Like many others on this ‘hit list’, Mauzo has round-the-clock police protection although he did not want it. The shock that death squads have hit lists in India may have dissipated with time. Still, the very idea that violent or militant groups can target writers, intellectuals, and activists working to build a better world can get targeted is a threat to society.

Majoritarianism may keep getting normalised in our country, so we must not underplay the gravity of the situation. Doing so will be at our peril. The deterioration of our social fabric with the advent of aggressive majoritarianism is evident in the recent attempts in Gurgaon, Haryana, to even stop Muslims from offering prayers. We see that the police and elected representatives either cannot control the rowdyism of the right-wing or openly support it.

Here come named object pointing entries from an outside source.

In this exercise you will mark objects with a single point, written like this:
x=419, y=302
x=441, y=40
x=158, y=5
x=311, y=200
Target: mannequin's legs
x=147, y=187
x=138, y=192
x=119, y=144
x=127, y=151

The picture is very murky, for, allegedly, some activists or sympathisers of outfits such as Sanatan Sanstha were involved in a plot to carry out blasts in Mumbai, Pune, Satara and Nalasopara (Mumbai), in Maharashtra. Bombs, gelatin sticks, detonators, a mysterious white powder wrapped in newspaper, and other items were reportedly recovered from the home of Vaibhav Raut in Nalasopara (and from his other associates) by the Maharashtra Anti-Terrorism Squad (ATS).

It is alarming that they dared to plan out such activities around Independence Day, Eid and the Maratha agitation. However, it was not for the first time. In 2006, these organisations had hit the national headlines when Panvel and Thane in Maharashtra witnessed bomb blasts. Islamist militants were blamed for these blasts. Around this time, police officer Hemant Karkare had taken over as chief of the Maharashtra ATS. After a thorough investigation, he had recommended banning these right-wing organisations.

The ATS had found Mangesh Nikam, Haribhau Divekar, and others involved in these violent acts, though as mere foot-soldiers. In 2009, two alleged activists of these organisations Malgonda Patil and Yogesh Naik, died while reportedly transporting a bomb on their scooter. It was said they were ferrying the bomb to the popular Narkasur festival. Many innocents would have been killed if Patil and his associate had succefseded. The Sanatan Sanstha had been campaigning against the Narkasur festival, which they felt “glorified evil”.

Later, the Sanatan Sanstha denied its association with the dead activists. However, Dr Narendra Dabholkar had asked at the time: “How is it that the Sanstha’s activists so often take to the same kind of ‘wrong path’... how is it that this unconvincing argument is accepted at face value and the Sanstha gets away...? It also defies belief that a few rogue activists of the Sanatan Sanstha, a tight-knit, secretive organisation, independently carried out the blasts without the knowledge or involvement of any of the senior persons in the organisation.”

Reportedly, in 2012, the Sanathan Sanstha started the All Indian Hindu Convention “for establishment of Hindu Rashtra”, which became an annual event. And just six months back, it was in the news when Facebook banned it for violating its content policies. [However, it retained most of its pages online for months.] The hiatus between the decision to ban the Sanathan Sanstha and the non-implementation of the ban was attributed to political pressure.

Perhaps what Mauzo said in his speech at the Sahitya Akademi Festival of Letters is worth recollecting. He noted how our silence goes from tame acceptance to emboldening the right-wing. It is a silence we need to break, remembering that every voice counts.

The author is an independent journalist. The views are personal.